25 февраля 2012 — Калита Сергей
article35788.jpg

 

«Не введи  нас в искушение…»

 

Можете мне поверить, что если взять хотя бы немного привычной красоты, при этом вдохнув в неё каплю-другую своей ранимой – а разве есть иная? – души, а после всё это нанести на туго натянутый холст, оговорюсь, девственно чистый, то мир - невероятно изменится.

Но делать это стоит медленно, не спеша, лёгкими, едва уловимыми мазками, правда, можно и широкими, слегка размашистыми, на всю длину вытянутой руки. А можно и этакой своеобразной рябью, дробно-мелковатыми точечками и крапинками. Впрочем, как получиться.

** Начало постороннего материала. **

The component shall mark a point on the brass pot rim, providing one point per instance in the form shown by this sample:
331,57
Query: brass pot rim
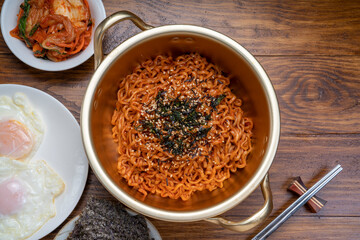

Всё зависит от вдохновения.

И тогда произойдёт удивительное: праздник удастся на славу. Вначале для себя, и уж после, если хотите, для кого-то ещё. Для её. Для его. Для их.

Короче говоря, для всех вас, любителей и ценителей прекрасного и неожиданного. Тут главное, уж постараться, как следует. А потом – господа-товарищи! - смотрите на это произведение искусства столько, сколько душе вашей будет угодно. Любуйтесь и внимайте, анализируйте и систематизируйте, поглощайте и ассоциируйте.

Наслаждайте свои чуткие человеческие души.

Между прочим, сколько я живу, я ещё никогда не навязывал кому-либо своего личного представления о красоте, как таковой.

Зачем! Ведь у каждого разумного существа, носит он юбку или брюки, делает тщательный макияж на своей любимой мордашке или же обходиться только одним – смыл недельную грязь, да и ладно, - насчёт этого должно быть своё личное мнение. У меня, к примеру, своё, а вот у соседа, который спрятал свою совесть и многое другое за высоким плотным каменным забором – совсем противоположное. У него любая красота ассоциируется с грохотом и лязгом металла, потому что он день и ночь что-то чинит, ломает и снова чинит, короче, торчит возле своих железок, что тащит черти знает откуда и загромождает ими своё подворье. Я не осуждаю его стиль жизни, упаси Боже, а просто не понимаю. Как не понимаю: почему из динамиков его музыкального центра всегда, если не постоянно, звучит только один блатняк. Нет, не хороший шансон, а именно – тюремная лирика с завываньем. Ведь он же в тюрьме не сидел и туда, понятное дело, вряд ли стремиться. Хотя кто знает.

Совершенно особое представление красоты у соседки, которая живет по другую сторону моих пенатов. Вы не поверите, но ареал возле её жилища зарос-раскинулся прямо в человеческий рост экзотическим бурьяном от горькой полыни до пряной крапивы. И её это нисколько не беспокоит. Наоборот, вдохновляет – на лень.

Иногда меня не покидает ощущение, что все эти разные по своей сути понятия могут постепенно сливаться в единое целое. Для этого достаточно только изменить пропорциональный уровень живого общения. Но это никому не нужно, возможно, по одной простой причине: люди давно забыли, зачем пришли в этот грешный мир и для чего они живут дальше на земле.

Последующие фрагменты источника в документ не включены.